However, Jaderberg emphasizes that "AlphaFold 3 is only part of the story." The drug discovery process is not complete with just understanding binding structures. "About half a dozen more AlphaFold-level breakthroughs are needed," he says, to build a truly effective drug discovery engine. This means acquiring the ability to predict and understand other fundamental problems in biology and chemistry — beyond structural prediction — with experimental-level precision. For example, how strongly a molecule binds to its target (binding affinity), how binding changes protein function, how the designed molecule is absorbed, distributed, metabolized, and excreted in the body (ADME properties), and whether it shows toxicity — all of these must be considered.

Isomorphic Labs is also developing "universal" predictive models for these challenges — models that do not depend on specific targets or chemical classes, just as with AlphaFold. In their internal research projects, models that predict these critical properties with high accuracy, beyond structural prediction, are already being developed and are being utilized in actual drug discovery programs.

Even more important is the recognition that predictive models alone cannot solve the ultimate challenges of drug discovery. Jaderberg describes the size of the candidate space for druggable small molecules as "10 to the power of 60" — an astronomically large number, far exceeding the total number of atoms in the known universe. Even if there were a perfect predictive model capable of evaluating one billion (10 to the power of 9) molecules per second, only a tiny fraction of this vast chemical space could be explored.

This is where the concept of "Agents for Science" comes in — AI agents that don't just make predictions, but learn autonomously and efficiently explore the vast chemical space to discover promising molecular designs.

Core challenges in drug discovery:

Prediction: Predicting with high accuracy the structure, properties (binding affinity, ADME, toxicity, etc.), interactions with targets, and behavior in living organisms. The role filled by AlphaFold 3 and similar models.

Exploration/Search: Efficiently finding molecules with desirable properties from the vast chemical space of 10^60 candidates. Exhaustive search is impossible.

AI-based solution approaches:

• Using predictive models: Utilize high-precision predictive models as evaluation functions
• Generative models: Generate new molecular structures with potentially desirable properties
• Search algorithms/agents: Combine predictive and generative models using reinforcement learning to autonomously explore promising regions and optimize designs — similar to how AlphaGo didn't explore every possible move in Go but learned by searching for promising ones

In other words, Isomorphic Labs is simultaneously building a high-precision "map" of the biochemical world (predictive models) and training "explorers" (generative models and search agents) that use that map to efficiently traverse unknown territory and find treasure (drug candidates). Through the twin wheels of prediction and exploration, they aim to transcend the limitations of conventional drug discovery.

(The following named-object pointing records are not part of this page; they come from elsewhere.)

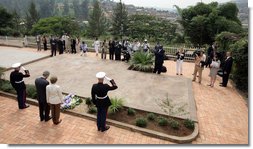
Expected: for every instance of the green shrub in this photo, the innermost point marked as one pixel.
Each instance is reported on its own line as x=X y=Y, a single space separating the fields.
x=6 y=87
x=162 y=121
x=174 y=124
x=1 y=72
x=88 y=102
x=31 y=91
x=142 y=61
x=117 y=105
x=151 y=116
x=131 y=112
x=92 y=110
x=189 y=124
x=141 y=122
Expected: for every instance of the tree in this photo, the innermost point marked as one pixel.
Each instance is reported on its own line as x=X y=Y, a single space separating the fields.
x=65 y=8
x=150 y=27
x=84 y=10
x=97 y=21
x=76 y=7
x=6 y=23
x=56 y=26
x=47 y=8
x=119 y=20
x=32 y=17
x=203 y=22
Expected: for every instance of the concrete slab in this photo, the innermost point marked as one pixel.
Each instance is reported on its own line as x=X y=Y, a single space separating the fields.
x=10 y=55
x=139 y=90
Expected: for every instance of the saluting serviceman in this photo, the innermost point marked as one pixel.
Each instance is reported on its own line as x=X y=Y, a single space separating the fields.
x=16 y=79
x=101 y=100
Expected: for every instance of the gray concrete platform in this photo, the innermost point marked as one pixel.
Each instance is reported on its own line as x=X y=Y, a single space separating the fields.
x=139 y=90
x=8 y=55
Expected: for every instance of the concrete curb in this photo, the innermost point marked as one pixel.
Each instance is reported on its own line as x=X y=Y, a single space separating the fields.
x=151 y=133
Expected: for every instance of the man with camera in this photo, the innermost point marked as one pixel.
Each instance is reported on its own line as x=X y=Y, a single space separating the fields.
x=17 y=82
x=101 y=99
x=199 y=65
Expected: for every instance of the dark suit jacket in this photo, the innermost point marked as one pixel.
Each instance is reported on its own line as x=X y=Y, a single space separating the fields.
x=228 y=65
x=41 y=84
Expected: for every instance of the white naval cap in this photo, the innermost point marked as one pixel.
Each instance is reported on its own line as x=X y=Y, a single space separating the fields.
x=16 y=65
x=100 y=75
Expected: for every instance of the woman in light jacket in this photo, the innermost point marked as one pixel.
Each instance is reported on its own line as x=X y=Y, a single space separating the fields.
x=54 y=98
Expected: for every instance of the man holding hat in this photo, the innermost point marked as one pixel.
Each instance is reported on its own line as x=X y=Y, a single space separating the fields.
x=16 y=79
x=101 y=100
x=41 y=84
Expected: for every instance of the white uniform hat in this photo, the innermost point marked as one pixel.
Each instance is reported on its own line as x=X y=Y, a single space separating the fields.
x=100 y=75
x=16 y=65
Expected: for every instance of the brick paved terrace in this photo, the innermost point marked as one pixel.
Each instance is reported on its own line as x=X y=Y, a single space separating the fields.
x=222 y=115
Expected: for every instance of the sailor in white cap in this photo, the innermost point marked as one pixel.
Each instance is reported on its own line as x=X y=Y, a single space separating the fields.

Data, Team, and the Future Beyond "Move 37"

Supporting Isomorphic Labs' ambitious challenge are not just cutting-edge algorithms. Data, computing power, and the team that wields them are also indispensable elements of success. Interestingly, Demis Hassabis has stated that "the biology domain is not constrained by data." This doesn't mean data is unnecessary — rather, it means there is sufficient room to make great progress using AI models with existing public data and experimentally generatable data. Jaderberg also notes that in certain modeling spaces, it is possible to make unprecedented progress using data that has been in existence for a long time.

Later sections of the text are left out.